Clean up after themselves:
Sewage needs to be treated to a high standard so that when wastewater is discharged back into the environment it doesn’t add to any pollution. With the latest figures showing almost a third more properties were flooded with sewage during 2016/17, we also want to see companies being more proactive when it comes to protecting properties against sewer flooding.
Plan for the future:
A growing population means that more water will be needed at a time when climate change is likely to reduce what is available. Our own research shows that demand for water could outstrip the amount of water available by up to 22% by 2050. All water companies need to start planning now so they can continue to provide a supply of water for future generations.

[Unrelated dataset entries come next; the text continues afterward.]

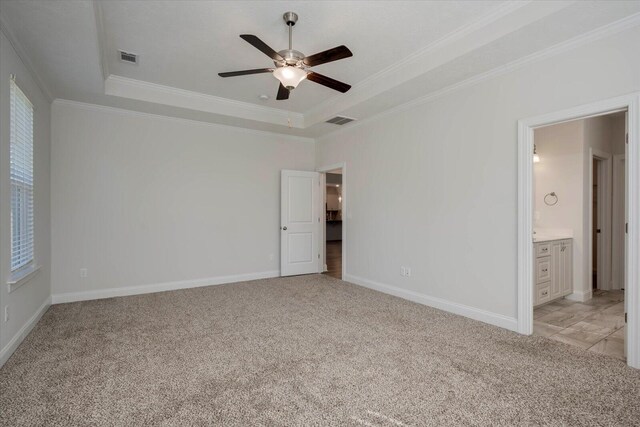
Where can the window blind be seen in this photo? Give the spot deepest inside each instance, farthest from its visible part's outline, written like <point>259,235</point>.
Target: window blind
<point>21,157</point>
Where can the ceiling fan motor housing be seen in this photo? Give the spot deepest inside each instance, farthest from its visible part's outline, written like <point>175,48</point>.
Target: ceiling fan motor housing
<point>291,57</point>
<point>290,18</point>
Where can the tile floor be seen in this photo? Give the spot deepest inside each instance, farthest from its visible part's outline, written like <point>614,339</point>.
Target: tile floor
<point>596,325</point>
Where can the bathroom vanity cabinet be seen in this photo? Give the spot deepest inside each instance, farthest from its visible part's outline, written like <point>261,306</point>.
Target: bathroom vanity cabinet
<point>553,270</point>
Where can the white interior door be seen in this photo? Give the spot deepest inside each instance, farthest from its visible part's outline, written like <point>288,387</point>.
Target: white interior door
<point>300,222</point>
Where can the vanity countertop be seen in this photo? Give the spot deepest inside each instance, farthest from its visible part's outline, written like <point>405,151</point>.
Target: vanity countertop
<point>550,237</point>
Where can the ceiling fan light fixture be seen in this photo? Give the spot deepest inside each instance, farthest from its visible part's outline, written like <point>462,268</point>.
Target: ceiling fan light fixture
<point>290,76</point>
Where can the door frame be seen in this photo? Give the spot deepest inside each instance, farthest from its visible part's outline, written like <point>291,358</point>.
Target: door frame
<point>604,215</point>
<point>345,216</point>
<point>630,103</point>
<point>317,225</point>
<point>617,277</point>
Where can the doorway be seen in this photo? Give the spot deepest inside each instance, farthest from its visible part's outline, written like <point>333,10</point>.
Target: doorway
<point>333,254</point>
<point>527,255</point>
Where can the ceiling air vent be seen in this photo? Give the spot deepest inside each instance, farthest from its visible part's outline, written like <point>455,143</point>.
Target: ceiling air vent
<point>131,58</point>
<point>340,120</point>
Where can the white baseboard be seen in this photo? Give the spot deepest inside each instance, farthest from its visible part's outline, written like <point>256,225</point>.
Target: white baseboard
<point>495,319</point>
<point>159,287</point>
<point>580,296</point>
<point>13,344</point>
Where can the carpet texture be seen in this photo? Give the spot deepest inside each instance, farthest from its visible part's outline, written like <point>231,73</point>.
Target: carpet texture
<point>308,350</point>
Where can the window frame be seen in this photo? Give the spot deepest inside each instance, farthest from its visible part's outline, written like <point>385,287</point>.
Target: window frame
<point>25,270</point>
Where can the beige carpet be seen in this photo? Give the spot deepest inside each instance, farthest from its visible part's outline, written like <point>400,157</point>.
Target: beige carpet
<point>299,351</point>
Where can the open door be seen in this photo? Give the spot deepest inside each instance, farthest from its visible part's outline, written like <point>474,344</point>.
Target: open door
<point>299,223</point>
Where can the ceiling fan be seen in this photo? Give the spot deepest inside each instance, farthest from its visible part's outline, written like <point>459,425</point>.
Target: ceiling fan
<point>291,66</point>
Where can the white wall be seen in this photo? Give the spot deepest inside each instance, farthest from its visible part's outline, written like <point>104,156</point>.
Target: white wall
<point>142,200</point>
<point>31,299</point>
<point>434,187</point>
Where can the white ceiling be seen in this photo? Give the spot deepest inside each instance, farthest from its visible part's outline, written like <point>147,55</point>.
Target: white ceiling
<point>402,50</point>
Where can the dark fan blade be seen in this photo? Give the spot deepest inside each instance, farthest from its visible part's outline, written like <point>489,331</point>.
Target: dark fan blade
<point>262,46</point>
<point>328,82</point>
<point>245,72</point>
<point>330,55</point>
<point>283,93</point>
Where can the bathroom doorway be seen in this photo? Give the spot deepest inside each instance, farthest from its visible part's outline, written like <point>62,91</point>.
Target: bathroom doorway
<point>603,316</point>
<point>333,255</point>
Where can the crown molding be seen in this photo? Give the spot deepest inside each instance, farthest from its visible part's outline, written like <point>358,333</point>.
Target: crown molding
<point>166,95</point>
<point>25,60</point>
<point>124,111</point>
<point>506,19</point>
<point>600,33</point>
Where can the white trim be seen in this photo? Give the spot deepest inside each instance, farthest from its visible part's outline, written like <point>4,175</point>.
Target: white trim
<point>345,213</point>
<point>124,111</point>
<point>100,39</point>
<point>167,95</point>
<point>439,303</point>
<point>17,47</point>
<point>158,287</point>
<point>505,19</point>
<point>594,35</point>
<point>631,103</point>
<point>617,222</point>
<point>22,276</point>
<point>13,344</point>
<point>604,250</point>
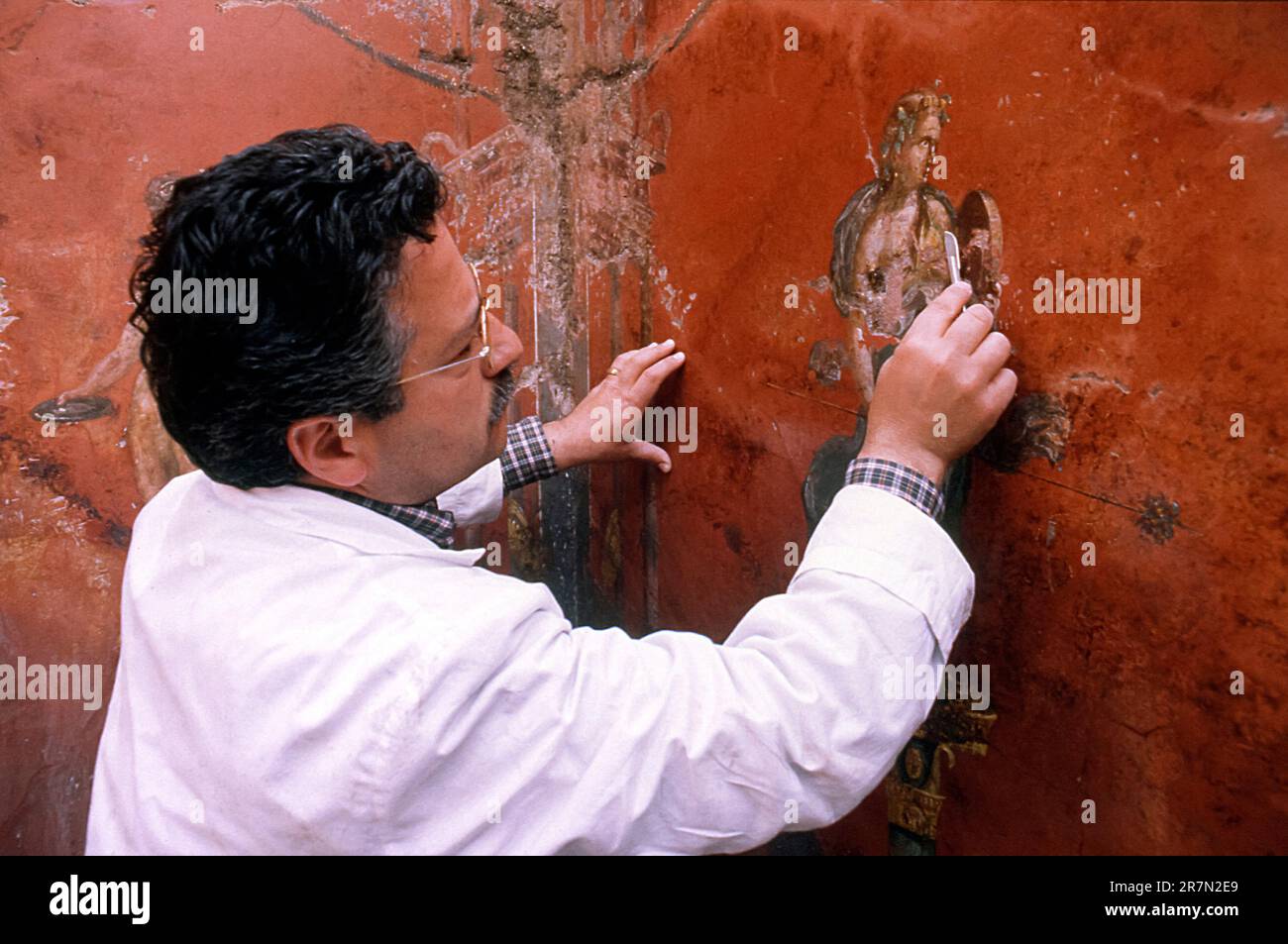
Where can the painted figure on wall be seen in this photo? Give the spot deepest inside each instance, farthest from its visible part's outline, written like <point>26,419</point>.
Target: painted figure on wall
<point>889,262</point>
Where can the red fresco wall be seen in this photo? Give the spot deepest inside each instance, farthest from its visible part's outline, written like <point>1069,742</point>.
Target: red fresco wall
<point>1109,682</point>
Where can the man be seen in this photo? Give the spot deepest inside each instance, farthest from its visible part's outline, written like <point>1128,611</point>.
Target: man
<point>308,666</point>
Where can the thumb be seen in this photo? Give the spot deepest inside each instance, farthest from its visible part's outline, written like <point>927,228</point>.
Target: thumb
<point>649,452</point>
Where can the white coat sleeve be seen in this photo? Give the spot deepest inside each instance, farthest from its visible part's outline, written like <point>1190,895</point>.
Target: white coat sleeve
<point>588,741</point>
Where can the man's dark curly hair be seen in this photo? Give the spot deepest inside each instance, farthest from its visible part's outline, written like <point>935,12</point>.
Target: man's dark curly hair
<point>318,218</point>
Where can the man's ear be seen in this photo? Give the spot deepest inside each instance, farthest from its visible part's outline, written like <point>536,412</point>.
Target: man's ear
<point>326,451</point>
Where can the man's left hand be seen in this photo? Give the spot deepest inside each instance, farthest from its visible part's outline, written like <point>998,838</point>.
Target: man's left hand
<point>632,380</point>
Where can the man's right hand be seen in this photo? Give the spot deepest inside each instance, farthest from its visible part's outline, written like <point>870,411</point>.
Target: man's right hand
<point>943,389</point>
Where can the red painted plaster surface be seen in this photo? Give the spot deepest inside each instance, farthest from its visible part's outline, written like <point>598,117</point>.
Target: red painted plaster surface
<point>1111,682</point>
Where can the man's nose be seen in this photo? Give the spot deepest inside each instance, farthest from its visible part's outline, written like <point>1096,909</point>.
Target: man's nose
<point>506,347</point>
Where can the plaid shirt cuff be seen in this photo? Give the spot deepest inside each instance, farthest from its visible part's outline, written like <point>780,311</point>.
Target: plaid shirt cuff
<point>907,483</point>
<point>527,455</point>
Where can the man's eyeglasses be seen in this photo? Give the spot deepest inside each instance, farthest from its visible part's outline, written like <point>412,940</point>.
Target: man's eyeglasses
<point>484,305</point>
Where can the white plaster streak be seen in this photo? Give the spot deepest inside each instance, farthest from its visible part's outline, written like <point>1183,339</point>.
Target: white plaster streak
<point>536,336</point>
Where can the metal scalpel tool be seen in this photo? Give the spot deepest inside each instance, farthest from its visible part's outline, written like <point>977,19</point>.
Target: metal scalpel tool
<point>954,261</point>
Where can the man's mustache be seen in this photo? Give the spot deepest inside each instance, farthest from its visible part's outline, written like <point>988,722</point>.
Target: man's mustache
<point>502,390</point>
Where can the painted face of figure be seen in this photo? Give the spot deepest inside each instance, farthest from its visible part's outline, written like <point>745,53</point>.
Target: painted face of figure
<point>912,137</point>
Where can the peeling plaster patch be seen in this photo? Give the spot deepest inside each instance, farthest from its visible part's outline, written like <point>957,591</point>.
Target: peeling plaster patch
<point>1159,518</point>
<point>671,296</point>
<point>1095,377</point>
<point>1034,425</point>
<point>5,321</point>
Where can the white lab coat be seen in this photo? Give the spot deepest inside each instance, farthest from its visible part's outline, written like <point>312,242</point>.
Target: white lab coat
<point>299,674</point>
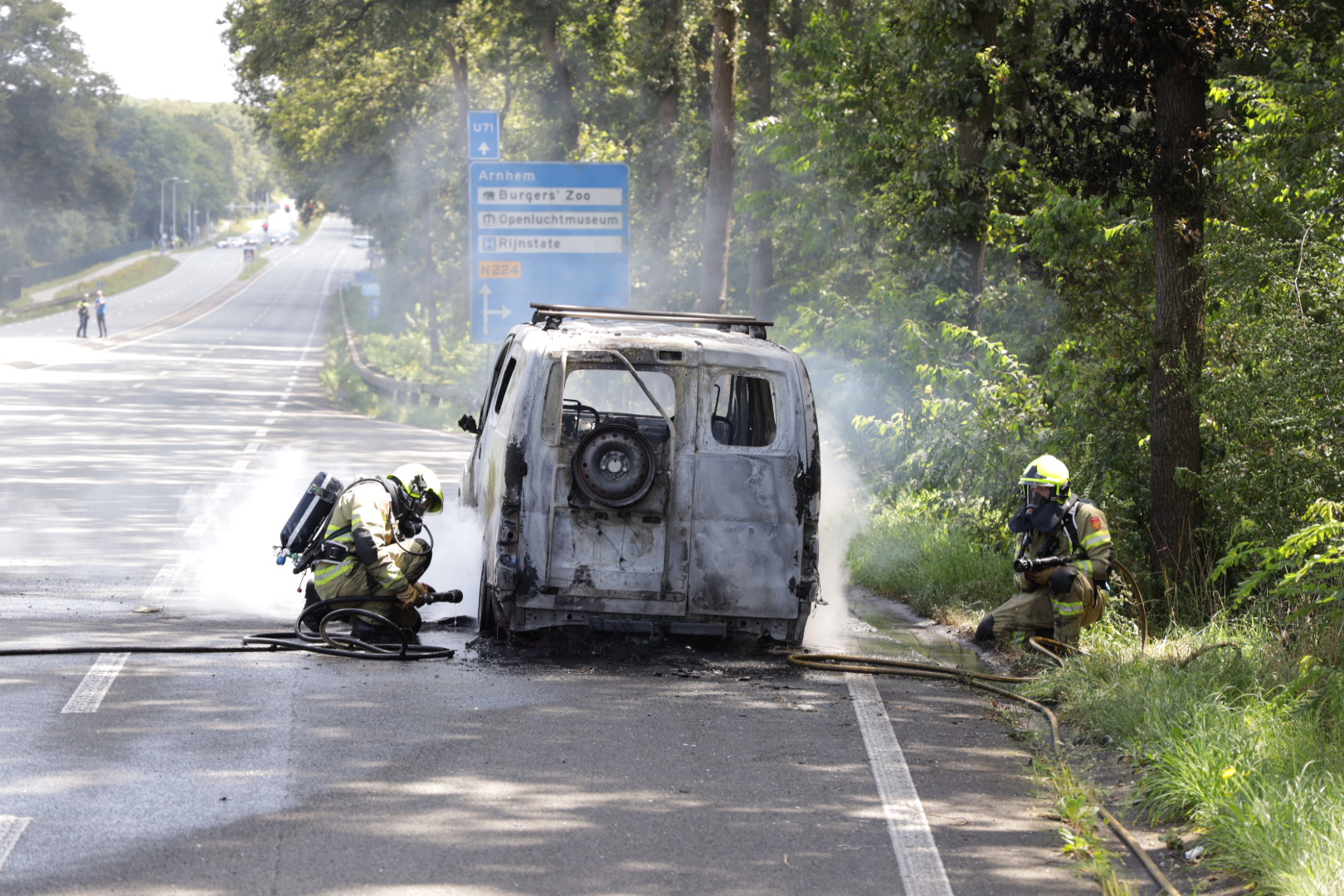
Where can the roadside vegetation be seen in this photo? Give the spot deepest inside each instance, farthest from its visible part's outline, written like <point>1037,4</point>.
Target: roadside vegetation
<point>402,353</point>
<point>119,281</point>
<point>1103,229</point>
<point>134,275</point>
<point>254,266</point>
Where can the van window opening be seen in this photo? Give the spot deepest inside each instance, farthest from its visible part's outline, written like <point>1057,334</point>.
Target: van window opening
<point>504,382</point>
<point>743,411</point>
<point>594,397</point>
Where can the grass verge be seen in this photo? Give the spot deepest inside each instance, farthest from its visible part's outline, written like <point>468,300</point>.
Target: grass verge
<point>930,563</point>
<point>1234,728</point>
<point>121,280</point>
<point>407,356</point>
<point>1235,738</point>
<point>253,268</point>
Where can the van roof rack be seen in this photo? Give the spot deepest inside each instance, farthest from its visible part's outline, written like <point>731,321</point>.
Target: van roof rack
<point>550,317</point>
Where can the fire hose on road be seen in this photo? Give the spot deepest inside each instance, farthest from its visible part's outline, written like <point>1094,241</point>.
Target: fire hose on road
<point>979,680</point>
<point>305,635</point>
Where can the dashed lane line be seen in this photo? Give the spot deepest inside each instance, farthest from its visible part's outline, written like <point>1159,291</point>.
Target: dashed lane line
<point>11,828</point>
<point>917,855</point>
<point>95,687</point>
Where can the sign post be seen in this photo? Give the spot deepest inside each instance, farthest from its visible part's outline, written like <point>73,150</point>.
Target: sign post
<point>483,130</point>
<point>554,232</point>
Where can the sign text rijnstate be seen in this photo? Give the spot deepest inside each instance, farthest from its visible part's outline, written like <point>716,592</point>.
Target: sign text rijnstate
<point>554,232</point>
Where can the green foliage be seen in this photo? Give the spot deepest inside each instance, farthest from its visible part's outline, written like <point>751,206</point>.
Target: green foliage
<point>914,553</point>
<point>54,132</point>
<point>1298,578</point>
<point>1242,742</point>
<point>119,281</point>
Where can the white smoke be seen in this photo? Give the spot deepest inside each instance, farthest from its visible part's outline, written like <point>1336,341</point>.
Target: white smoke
<point>845,501</point>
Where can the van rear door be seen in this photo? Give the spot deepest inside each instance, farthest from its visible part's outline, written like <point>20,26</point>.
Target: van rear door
<point>746,544</point>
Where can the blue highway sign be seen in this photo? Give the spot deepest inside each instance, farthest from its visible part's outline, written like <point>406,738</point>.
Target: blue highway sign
<point>546,232</point>
<point>483,128</point>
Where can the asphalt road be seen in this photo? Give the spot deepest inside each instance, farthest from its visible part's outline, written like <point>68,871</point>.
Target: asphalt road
<point>153,470</point>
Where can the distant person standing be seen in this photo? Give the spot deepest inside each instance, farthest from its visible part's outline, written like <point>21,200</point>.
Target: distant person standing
<point>84,317</point>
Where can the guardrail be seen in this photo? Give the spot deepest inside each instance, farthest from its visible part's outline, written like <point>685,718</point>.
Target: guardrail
<point>401,391</point>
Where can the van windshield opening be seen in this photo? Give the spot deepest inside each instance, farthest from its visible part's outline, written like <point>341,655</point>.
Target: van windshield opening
<point>596,397</point>
<point>743,411</point>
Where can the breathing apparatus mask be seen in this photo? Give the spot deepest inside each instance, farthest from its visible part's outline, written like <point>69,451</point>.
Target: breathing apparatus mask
<point>1040,514</point>
<point>1045,483</point>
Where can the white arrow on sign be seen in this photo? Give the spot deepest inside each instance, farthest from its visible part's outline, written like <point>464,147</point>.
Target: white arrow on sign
<point>503,310</point>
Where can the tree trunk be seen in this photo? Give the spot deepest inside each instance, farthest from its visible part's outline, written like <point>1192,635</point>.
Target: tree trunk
<point>973,134</point>
<point>760,171</point>
<point>563,84</point>
<point>1177,353</point>
<point>665,178</point>
<point>718,193</point>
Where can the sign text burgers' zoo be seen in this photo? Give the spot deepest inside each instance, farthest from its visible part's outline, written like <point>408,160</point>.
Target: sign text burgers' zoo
<point>552,232</point>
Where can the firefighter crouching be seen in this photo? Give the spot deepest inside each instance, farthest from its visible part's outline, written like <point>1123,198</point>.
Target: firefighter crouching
<point>1064,558</point>
<point>370,547</point>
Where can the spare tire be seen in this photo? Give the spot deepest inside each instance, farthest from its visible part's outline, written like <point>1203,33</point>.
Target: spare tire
<point>613,465</point>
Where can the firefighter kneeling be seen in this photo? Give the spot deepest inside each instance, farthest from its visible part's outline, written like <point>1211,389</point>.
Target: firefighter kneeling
<point>370,548</point>
<point>1064,558</point>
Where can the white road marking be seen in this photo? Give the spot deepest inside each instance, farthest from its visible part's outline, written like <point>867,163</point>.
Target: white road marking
<point>163,583</point>
<point>90,692</point>
<point>11,828</point>
<point>917,856</point>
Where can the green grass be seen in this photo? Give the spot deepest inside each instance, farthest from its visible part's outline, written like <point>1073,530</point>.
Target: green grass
<point>123,278</point>
<point>1241,742</point>
<point>136,275</point>
<point>253,268</point>
<point>1235,728</point>
<point>403,356</point>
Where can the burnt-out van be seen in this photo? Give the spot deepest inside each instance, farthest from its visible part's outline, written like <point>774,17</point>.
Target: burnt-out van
<point>647,472</point>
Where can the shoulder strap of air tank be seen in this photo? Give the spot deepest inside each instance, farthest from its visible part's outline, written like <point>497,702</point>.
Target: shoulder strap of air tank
<point>1071,524</point>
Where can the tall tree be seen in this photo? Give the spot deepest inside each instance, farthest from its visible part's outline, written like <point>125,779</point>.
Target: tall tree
<point>757,14</point>
<point>1136,119</point>
<point>56,124</point>
<point>718,187</point>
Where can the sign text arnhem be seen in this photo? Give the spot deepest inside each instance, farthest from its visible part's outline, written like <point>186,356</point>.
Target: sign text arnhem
<point>555,232</point>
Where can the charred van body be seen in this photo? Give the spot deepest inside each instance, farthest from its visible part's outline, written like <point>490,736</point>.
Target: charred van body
<point>640,473</point>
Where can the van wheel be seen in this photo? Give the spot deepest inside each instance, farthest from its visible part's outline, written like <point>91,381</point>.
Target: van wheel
<point>485,609</point>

The Environment Agency works with the water companies to help them understand what action they need to take to increase the resilience of the environment. Part of our role is to make sure customers’ preferences are taken into account. For example, if new infrastructure is needed, such as to remove a particular chemical from the water supply, then this cost is passed on to customers. If this cost puts significant upwards pressure on bills, then we will press for the impact phased so that water bills remain affordable.
At the same time, water companies need to make sure they are doing enough now to avoid problems in the future. Working with other agencies, such as wildlife trusts or landowners, can help to keep costs low, as well as reducing the potential for future problems. We’re encouraging companies to work in partnership with others to help find joint solutions to shared problems – this way water consumer gets the best outcome.
We want to see the resilience of water and sewerage services increased during 2020-2025 and beyond. An important part of that will be delivered from securing a resilient and sustainable environment.